Hello everybody, hope you’re having an amazing day today. Today, I’m gonna show you how to make a distinctive dish, pozole rojo. One of my favorites food recipes. For mine, I am going to make it a bit unique. This is gonna smell and look delicious.
Pozole Rojo is one of the most popular of current trending meals on earth. It’s appreciated by millions every day. It’s easy, it is fast, it tastes delicious. They’re fine and they look fantastic. Pozole Rojo is something that I’ve loved my whole life.
This pozole rojo, or "red" pozole, is made with pork shoulder or shanks, red chiles, and lots of hominy corn. I made this for my parents, and they loved it. This Mexican pozole recipe is SO cozy and flavorful.
To get started with this recipe, we must first prepare a few ingredients. You can have pozole rojo using 13 ingredients and 7 steps. Here is how you can achieve it.
The ingredients needed to make Pozole Rojo:
- Get 2 lbs boneless pork shoulder meat (cubed)
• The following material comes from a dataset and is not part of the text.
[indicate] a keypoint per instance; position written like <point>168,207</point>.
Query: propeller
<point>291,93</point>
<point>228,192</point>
- Prepare 5 dried chili ancho
- Make ready 5 dried chili guajillo
- Make ready 8 cups chicken broth
- Make ready 2 tbsp canola oil
- Get 6 cloves garlic (minced)
- Make ready 1 medium yellow onion
- Make ready to taste Salt
- Get 2 tbsp oregano
- Get 2 tsp black pepper
- Get Garnish : cabbage, radishes, avacado, cilantro, lime (optional)
- Get Tostadas
- Make ready 4-5 cups white hominy, drained
Want a shortcut to make Pozole Rojo? Use your Instant Pot and a couple of other tips to make an authentic Posole it in a flash! Want a shortcut to make Pozole Rojo? In central Mexico, every pozole features a different combination of pork and dried chiles, but "I would be confident serving this [version] to a Mexican grandmother," says Rancho Gordo.
Instructions to make Pozole Rojo:
- Start by taking the stem of chilis, shake out seeds & place in a bowl.
- Boil water, once hot pour over chilis & put plate over so as to keep the heat & steam trapped with the chilis for 30 mins
- In a skillet, pour oil & sear pork meat. Brown meat turning for about 7-8 mins. Season with tsp of oregano, salt & pepper. Once browned, put in slow cooker with juices & all.
- Pour broth in slow cooker & all the seasonings & 1/2 the onion sliced.
- In the blender put chilis, the other 1/2 of the onion, garlic & 1/2 the water the chilis sat in with about 2 tbsp of salt. Blend well.
- With a mesh colander hold over slow cooker & pour blended chilis into colander. Move around with a spoon so as to get all the chili sauce to leak thru into the slow cooker. Add more hot water to chili sauce as you are moving with spoon if you need to. Once all sauce is thru & all thats left in the colander is the actual chili casings, toss the casings in the garbage. Then stir everything in the slow cooker with a serving spoon to mix.
- Add to slow cooker the hominy & cover. Cook on low for 8 hrs or high for 4 hrs. Garnish with avacado, radishes, cabbage, cilantro or raw onion & serve with tostadas.
It gets it's color from dried chilies. Don't worry it's not spicy at all. If you want you can always halve the recipe. Whatever you do definitely try this pozole rojo recipe. Pozole Rojo is the king of add-ins!
So that is going to wrap it up with this exceptional food pozole rojo recipe. Thank you very much for your time. I am confident you will make this at home. There’s gonna be interesting food in home recipes coming up. Remember to save this page in your browser, and share it to your family, colleague and friends. Thanks again for reading. Go on get cooking!